The documentarians did not do their due diligence. It does not appear that they consulted with appropriate experts, or wrap their heads around what FC is and why it is pseudoscience. Instead they did their own “tests”. As they say:
“The tests in The Telepathy Tapes library were conducted by director Ky Dickens and a small film crew in the homes of non-speakers and their families. These proof-of-concept sessions aimed to authenticate telepathic claims and assess the viability of a documentary. Their results underscore the need for deeper exploration and rigorous scientific study with tighter controls.”
So they went back in time almost four decades to do pilot testing of FC (as if it were a new technique) and then concluded that more study is needed.

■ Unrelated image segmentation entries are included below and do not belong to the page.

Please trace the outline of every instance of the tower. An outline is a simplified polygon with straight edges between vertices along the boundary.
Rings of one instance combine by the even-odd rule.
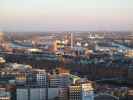
[[[71,33],[71,49],[73,48],[73,33]]]

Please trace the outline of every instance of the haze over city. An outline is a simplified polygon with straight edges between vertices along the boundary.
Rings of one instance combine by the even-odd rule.
[[[0,0],[2,31],[132,31],[132,0]]]

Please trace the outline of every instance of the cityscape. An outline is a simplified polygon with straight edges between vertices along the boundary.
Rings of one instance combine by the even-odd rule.
[[[0,100],[133,100],[132,1],[29,1],[0,1]]]

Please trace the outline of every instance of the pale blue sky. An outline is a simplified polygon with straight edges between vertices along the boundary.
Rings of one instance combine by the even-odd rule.
[[[133,0],[0,0],[2,30],[131,30]]]

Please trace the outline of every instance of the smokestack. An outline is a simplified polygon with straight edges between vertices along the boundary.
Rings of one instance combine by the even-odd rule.
[[[71,49],[73,48],[73,33],[71,33]]]

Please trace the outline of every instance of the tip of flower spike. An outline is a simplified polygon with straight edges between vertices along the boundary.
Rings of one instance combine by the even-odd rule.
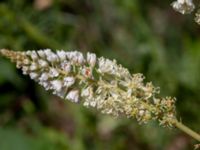
[[[9,52],[10,50],[8,50],[8,49],[5,49],[5,48],[3,48],[3,49],[0,49],[0,55],[3,55],[3,56],[5,56],[8,52]]]

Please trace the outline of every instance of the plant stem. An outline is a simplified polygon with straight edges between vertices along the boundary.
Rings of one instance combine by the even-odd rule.
[[[174,125],[180,130],[182,130],[183,132],[185,132],[186,134],[190,135],[191,137],[193,137],[194,139],[200,142],[200,135],[198,133],[194,132],[193,130],[191,130],[190,128],[188,128],[187,126],[185,126],[184,124],[182,124],[181,122],[177,120],[174,121]]]

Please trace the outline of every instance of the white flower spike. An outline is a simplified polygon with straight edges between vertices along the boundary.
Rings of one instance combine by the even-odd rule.
[[[24,74],[53,94],[71,102],[94,107],[115,117],[136,118],[139,123],[159,120],[172,126],[174,98],[157,98],[158,88],[144,83],[142,74],[133,74],[116,60],[97,58],[93,53],[78,51],[54,53],[50,49],[0,53],[17,64]]]

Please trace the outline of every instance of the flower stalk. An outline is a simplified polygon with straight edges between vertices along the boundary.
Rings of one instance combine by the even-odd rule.
[[[97,58],[94,53],[50,49],[38,51],[0,50],[23,74],[54,95],[114,117],[135,118],[139,124],[157,120],[164,127],[177,127],[194,139],[199,135],[178,122],[175,98],[160,98],[159,88],[144,83],[140,73],[131,74],[116,60]]]

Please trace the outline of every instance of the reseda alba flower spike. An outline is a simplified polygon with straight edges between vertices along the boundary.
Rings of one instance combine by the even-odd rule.
[[[177,121],[175,98],[159,98],[159,88],[144,83],[140,73],[131,74],[116,60],[84,56],[78,51],[50,49],[38,51],[0,50],[16,63],[23,74],[54,95],[85,107],[93,107],[114,117],[135,118],[140,124],[157,120],[165,127],[178,127],[196,140],[197,133]]]

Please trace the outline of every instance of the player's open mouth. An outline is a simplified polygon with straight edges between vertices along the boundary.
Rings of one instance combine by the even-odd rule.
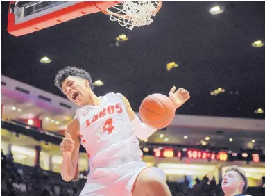
[[[72,94],[71,94],[71,98],[73,98],[74,100],[76,101],[76,97],[79,95],[79,92],[74,92]]]

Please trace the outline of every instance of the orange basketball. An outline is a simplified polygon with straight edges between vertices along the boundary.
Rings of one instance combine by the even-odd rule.
[[[142,102],[139,114],[144,124],[158,129],[169,126],[172,122],[175,108],[171,100],[166,95],[152,94]]]

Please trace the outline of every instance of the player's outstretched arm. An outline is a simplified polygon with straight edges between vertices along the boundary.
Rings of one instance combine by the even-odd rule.
[[[79,158],[79,121],[74,119],[68,126],[60,144],[62,154],[61,176],[64,181],[73,179]]]

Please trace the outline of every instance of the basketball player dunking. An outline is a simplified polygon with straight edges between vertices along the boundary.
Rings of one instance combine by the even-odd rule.
[[[146,139],[156,129],[141,122],[123,95],[97,97],[89,74],[76,67],[60,70],[55,84],[80,106],[60,144],[66,181],[74,177],[80,144],[89,157],[90,172],[80,196],[171,195],[164,172],[142,161],[137,137]],[[169,95],[177,109],[190,97],[183,88],[175,90],[173,87]]]

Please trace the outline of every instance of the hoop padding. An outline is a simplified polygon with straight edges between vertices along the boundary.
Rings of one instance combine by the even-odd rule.
[[[106,10],[110,20],[117,21],[121,26],[132,30],[135,26],[149,25],[151,17],[158,13],[161,1],[127,1]]]
[[[83,1],[29,21],[15,24],[15,15],[10,11],[11,3],[15,2],[16,1],[10,1],[10,2],[8,22],[8,32],[15,36],[28,34],[81,16],[100,12],[119,3],[117,1]]]

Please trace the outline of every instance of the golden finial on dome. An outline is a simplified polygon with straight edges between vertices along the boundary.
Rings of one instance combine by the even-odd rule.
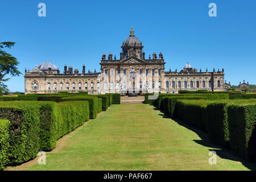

This seems blissfully unaware of the fact that those rigorous scientific studies with tighter controls have already been done, and FC failed those tests which conclusively demonstrate that the facilitators, not the clients, are doing the communication. They then bypassed any academic or scholarly review and went straight for public promotion. At least they got a successful podcast out of it.
This is not benign entertainment. The Telepathy Tapes project explicitly promotes versions of FC, and explains away the lack of rigorous scientific evidence (in ways familiar to promoters of alternative medicine), further contributing to the watering down of scientific and academic standards in our society. This further alienates the public from those pesky “experts” with their fancy research. It’s much more satisfying to just believe these kids are psychic.
And let’s also not forget that FC gets to many very dark places. Not only do these apparent savants dispense made-up medical advice, but under FC caregivers have been falsely accused of abuse. There are multiple cases of individuals being charged with felonies, undergoing long expensive trials, and losing their jobs because of bogus allegations made entirely using FC. There is also the notorious case of Anna Stubblefield who sexually abused a male client and claimed that he had given consent using FC. FC is like the “spectral evidence” of the medieval witch trials.
The Telepathy Tapes is simply abusing another generation of non-speakers, and convincing another generation of listeners that FC is something other than the completely discredited pseudoscience that it is.